Although DBS was generally well tolerated, there were some significant adverse events during the course of the study including multiple psychiatric admissions for worsening depression and suicidal ideation. Two of the original 20 patients committed suicide despite the fact that they had achieved remission of symptoms for prolong periods. Since there have been other reports of greater than average suicides among patients treated with DBS for Parkinson’s disease and other psychiatric disorders, careful assessment is called for. Also the studies have not included a sham control group so placebo response cannot be ruled out. Additionally, the small number of depressed patients treated with DBS up to this point prevents an analysis of the demographic characteristics of the responders such as gender, age, duration, of illness, and so forth. Such an analysis will be important because this highly invasive and expensive treatment will never become a first-line choice of treatment so it is vital to identify which individuals will respond optimally.



Kennedy, S. H., Giacobbe, P., Rizvi, S. J., Placenza, F. M., Nishikawa, Y., Mayberg, H. S., and Lozano, A. M. (2011). Deep brain stimulation for treatment-resistant depression: follow-up after 3 to 6 years. Am. J. Psychiatr., 168, 502–510.

Mohr, P., Rodriguez, M., Slavíčková, A., and Hanka, J. (2011). The application of vagus nerve stimulation and deep brain stimulation in depression.
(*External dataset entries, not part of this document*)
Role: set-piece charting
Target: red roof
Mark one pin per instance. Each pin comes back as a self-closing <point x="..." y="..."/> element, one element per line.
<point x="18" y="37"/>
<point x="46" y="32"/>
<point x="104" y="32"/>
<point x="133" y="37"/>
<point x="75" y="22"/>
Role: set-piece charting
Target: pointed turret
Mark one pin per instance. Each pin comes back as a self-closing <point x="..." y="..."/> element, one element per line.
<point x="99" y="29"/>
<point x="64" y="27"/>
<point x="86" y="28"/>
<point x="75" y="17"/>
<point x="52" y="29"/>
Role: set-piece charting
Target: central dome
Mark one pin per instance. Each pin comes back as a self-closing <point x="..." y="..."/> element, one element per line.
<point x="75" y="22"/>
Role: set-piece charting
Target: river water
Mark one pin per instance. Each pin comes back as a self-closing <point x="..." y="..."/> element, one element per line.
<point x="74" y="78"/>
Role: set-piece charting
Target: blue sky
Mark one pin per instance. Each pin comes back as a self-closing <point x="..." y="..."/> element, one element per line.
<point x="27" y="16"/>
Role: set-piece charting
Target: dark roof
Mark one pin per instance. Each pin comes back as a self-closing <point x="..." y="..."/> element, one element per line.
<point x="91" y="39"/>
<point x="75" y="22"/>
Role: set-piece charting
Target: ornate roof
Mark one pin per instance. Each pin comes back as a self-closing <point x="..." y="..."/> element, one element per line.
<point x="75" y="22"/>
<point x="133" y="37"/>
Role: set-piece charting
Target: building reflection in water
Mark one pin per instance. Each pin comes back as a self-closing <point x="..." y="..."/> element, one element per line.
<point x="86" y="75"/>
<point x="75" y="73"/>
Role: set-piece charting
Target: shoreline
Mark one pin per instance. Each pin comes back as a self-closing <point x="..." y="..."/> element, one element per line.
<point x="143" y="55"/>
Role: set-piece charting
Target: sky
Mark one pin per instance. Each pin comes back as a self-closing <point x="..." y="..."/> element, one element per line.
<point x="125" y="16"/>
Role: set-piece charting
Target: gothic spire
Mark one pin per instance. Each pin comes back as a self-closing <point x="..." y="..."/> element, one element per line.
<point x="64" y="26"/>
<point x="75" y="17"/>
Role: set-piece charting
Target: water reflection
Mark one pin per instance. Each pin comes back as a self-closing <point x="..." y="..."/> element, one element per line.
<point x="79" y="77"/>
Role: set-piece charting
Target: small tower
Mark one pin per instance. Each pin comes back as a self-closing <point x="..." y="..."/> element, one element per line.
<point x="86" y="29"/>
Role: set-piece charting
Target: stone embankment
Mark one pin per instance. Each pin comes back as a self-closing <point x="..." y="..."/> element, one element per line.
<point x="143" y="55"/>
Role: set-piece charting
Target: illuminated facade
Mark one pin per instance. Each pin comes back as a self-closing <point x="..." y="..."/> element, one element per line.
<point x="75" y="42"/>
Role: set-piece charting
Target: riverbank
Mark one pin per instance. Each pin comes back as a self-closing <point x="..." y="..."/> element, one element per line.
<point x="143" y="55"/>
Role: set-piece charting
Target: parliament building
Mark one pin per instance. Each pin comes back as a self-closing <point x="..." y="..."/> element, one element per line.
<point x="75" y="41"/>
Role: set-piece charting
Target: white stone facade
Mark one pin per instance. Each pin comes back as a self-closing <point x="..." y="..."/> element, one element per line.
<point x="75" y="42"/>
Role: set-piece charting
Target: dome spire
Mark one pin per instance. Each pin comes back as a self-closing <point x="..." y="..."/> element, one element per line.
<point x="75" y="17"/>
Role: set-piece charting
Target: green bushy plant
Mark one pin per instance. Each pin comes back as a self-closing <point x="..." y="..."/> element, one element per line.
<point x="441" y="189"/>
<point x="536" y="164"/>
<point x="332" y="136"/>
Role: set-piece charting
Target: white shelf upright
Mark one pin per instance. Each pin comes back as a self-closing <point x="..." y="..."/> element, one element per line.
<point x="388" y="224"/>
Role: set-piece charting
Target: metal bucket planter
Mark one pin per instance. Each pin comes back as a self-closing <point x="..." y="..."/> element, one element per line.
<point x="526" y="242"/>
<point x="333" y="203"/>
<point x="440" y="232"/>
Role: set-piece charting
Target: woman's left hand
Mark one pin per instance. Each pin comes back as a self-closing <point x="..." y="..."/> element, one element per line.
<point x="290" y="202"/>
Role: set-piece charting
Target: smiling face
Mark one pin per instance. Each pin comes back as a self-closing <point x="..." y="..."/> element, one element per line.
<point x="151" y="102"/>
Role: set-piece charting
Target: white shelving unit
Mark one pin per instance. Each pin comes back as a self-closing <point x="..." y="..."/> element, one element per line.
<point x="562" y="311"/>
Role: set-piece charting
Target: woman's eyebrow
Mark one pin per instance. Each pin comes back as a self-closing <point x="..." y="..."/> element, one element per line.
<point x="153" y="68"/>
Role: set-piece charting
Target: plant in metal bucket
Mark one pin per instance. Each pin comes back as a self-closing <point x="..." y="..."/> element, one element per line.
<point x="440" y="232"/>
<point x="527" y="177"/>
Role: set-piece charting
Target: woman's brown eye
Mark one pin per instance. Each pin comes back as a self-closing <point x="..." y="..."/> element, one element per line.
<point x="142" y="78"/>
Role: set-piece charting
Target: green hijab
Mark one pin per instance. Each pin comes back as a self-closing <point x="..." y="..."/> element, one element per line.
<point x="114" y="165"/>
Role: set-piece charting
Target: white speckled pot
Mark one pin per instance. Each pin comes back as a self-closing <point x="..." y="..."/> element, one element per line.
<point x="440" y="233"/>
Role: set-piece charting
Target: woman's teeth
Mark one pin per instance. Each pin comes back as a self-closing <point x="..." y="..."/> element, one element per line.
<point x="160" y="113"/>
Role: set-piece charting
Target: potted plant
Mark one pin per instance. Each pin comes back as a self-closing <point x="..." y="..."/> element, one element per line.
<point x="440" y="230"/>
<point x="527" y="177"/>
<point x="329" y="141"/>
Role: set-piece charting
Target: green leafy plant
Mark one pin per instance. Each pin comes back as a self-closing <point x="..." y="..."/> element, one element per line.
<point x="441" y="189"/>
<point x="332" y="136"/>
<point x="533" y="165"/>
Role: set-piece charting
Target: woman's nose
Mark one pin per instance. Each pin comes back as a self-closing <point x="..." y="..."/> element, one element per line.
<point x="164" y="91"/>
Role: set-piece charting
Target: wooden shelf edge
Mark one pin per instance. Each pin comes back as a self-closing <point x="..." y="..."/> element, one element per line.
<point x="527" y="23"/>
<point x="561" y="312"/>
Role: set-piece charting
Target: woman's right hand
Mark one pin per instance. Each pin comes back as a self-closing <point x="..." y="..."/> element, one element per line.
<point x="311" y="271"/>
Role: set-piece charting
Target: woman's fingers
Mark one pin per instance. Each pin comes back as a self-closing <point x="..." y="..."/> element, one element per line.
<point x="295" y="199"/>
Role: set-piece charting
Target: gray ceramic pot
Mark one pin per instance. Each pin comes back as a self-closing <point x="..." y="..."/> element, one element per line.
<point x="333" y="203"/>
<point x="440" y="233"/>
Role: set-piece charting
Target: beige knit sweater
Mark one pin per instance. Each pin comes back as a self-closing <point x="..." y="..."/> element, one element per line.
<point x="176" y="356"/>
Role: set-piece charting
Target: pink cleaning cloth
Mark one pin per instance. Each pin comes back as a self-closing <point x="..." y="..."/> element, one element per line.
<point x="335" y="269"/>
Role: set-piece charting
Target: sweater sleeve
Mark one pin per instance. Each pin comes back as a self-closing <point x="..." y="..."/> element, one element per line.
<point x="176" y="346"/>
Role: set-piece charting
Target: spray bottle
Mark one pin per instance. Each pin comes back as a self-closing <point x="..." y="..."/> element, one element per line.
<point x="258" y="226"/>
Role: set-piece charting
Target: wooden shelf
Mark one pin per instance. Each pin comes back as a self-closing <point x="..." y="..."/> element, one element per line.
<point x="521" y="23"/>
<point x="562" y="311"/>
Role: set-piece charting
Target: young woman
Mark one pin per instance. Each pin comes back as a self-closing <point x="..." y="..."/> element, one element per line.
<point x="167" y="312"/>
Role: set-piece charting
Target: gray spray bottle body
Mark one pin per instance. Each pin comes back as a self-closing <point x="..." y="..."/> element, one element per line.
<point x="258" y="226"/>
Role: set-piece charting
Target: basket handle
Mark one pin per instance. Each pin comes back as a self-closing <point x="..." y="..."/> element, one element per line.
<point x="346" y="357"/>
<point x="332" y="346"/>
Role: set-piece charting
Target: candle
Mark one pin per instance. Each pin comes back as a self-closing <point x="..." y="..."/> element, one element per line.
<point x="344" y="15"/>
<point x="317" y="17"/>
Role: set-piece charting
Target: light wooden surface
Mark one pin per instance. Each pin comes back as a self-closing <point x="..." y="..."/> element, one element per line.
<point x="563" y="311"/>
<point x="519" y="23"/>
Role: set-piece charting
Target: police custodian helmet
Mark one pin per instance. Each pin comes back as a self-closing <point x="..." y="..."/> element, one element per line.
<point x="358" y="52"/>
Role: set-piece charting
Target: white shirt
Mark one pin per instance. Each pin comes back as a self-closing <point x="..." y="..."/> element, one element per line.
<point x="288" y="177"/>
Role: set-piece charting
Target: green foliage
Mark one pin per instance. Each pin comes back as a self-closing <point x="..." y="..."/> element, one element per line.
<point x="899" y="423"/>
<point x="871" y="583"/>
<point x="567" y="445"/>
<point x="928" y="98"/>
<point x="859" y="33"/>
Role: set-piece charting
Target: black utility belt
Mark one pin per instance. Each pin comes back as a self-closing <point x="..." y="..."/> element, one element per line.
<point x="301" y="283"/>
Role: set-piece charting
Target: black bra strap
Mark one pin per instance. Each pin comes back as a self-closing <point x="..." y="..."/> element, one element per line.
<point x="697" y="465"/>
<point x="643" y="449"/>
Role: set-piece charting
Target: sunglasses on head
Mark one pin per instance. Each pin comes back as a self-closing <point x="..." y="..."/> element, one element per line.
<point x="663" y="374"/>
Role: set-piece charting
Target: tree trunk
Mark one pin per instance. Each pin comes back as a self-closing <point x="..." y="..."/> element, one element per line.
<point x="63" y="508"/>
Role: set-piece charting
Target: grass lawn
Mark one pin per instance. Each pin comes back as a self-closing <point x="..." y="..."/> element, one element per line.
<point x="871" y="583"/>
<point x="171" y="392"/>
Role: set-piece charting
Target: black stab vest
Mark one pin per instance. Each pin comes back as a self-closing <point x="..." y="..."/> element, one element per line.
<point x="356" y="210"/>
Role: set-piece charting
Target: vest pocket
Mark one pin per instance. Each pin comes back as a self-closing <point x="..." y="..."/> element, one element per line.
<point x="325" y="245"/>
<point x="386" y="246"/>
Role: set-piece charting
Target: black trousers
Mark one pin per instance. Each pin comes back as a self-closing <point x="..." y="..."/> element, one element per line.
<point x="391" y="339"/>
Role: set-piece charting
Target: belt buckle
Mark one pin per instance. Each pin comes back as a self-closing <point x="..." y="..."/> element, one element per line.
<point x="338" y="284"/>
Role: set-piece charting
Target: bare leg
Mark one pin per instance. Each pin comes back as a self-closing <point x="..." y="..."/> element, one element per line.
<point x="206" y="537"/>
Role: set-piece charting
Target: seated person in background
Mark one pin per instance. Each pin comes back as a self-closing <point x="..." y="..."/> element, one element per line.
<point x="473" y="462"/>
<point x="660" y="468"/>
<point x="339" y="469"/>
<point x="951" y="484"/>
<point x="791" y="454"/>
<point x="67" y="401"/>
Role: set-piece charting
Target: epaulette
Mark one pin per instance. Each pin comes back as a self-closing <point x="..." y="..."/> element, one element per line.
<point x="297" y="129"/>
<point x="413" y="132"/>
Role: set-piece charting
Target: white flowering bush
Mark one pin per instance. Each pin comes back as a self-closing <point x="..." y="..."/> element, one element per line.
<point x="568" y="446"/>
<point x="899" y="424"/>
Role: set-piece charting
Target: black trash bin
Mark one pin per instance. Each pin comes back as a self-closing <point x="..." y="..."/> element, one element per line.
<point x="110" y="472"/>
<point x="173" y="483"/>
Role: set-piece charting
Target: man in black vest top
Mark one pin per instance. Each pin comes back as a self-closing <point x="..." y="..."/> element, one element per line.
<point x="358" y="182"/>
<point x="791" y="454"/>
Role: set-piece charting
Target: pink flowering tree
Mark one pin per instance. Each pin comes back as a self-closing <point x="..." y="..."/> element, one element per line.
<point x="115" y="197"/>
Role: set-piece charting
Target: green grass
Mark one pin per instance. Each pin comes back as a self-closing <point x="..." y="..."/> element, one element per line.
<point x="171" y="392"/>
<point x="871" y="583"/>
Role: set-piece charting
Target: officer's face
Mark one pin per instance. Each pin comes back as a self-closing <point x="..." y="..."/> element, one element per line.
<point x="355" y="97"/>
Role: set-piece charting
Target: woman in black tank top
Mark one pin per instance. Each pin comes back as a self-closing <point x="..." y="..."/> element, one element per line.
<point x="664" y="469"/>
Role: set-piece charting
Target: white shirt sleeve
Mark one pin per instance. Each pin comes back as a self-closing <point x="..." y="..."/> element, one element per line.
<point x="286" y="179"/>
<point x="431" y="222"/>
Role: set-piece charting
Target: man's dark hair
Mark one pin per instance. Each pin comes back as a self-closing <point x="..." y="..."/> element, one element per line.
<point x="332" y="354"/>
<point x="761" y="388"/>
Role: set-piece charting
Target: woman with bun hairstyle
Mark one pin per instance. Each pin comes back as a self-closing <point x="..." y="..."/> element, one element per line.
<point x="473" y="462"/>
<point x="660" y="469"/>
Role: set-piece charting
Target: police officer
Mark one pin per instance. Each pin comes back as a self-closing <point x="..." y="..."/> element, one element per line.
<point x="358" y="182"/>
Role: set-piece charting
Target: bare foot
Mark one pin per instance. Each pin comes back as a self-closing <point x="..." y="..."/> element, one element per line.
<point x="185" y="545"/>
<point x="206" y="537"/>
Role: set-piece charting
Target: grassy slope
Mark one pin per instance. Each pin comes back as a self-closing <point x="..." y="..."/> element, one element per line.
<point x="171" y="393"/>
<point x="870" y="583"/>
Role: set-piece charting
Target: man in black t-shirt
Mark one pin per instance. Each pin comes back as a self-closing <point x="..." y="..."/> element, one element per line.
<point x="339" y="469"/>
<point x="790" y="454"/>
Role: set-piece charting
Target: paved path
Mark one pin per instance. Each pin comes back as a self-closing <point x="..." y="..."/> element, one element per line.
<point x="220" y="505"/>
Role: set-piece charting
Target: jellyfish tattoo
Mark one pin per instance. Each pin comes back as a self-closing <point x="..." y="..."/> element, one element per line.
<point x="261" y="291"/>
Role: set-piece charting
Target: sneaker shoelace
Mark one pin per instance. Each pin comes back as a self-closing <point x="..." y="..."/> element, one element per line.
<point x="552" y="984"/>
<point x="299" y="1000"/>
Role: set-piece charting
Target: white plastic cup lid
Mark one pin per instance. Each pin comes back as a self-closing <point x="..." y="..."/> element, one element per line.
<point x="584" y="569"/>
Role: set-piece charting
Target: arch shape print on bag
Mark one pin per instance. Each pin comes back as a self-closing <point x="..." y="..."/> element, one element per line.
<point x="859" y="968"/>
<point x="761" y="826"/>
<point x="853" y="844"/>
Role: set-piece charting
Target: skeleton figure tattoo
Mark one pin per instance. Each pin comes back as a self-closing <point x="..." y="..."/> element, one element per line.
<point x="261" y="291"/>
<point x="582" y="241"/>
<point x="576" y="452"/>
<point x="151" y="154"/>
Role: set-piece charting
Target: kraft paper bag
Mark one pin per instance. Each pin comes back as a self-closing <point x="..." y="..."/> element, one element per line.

Neuropsychobiol., 64, 170–181.

Semkovska, M. and McLoughlin, D. M. (2010). Objective cognitive performance associated with electroconvulsive therapy for depression: a systematic review and meta-analysis. Biol. Psychiatr., 68, 568-577.

Wassermann, E. M. and Zimmermann, T. (2012). Transcranial magnetic brain stimulation: therapeutic promises and scientific gaps. Pharmacol. Ther., 133, 98–107.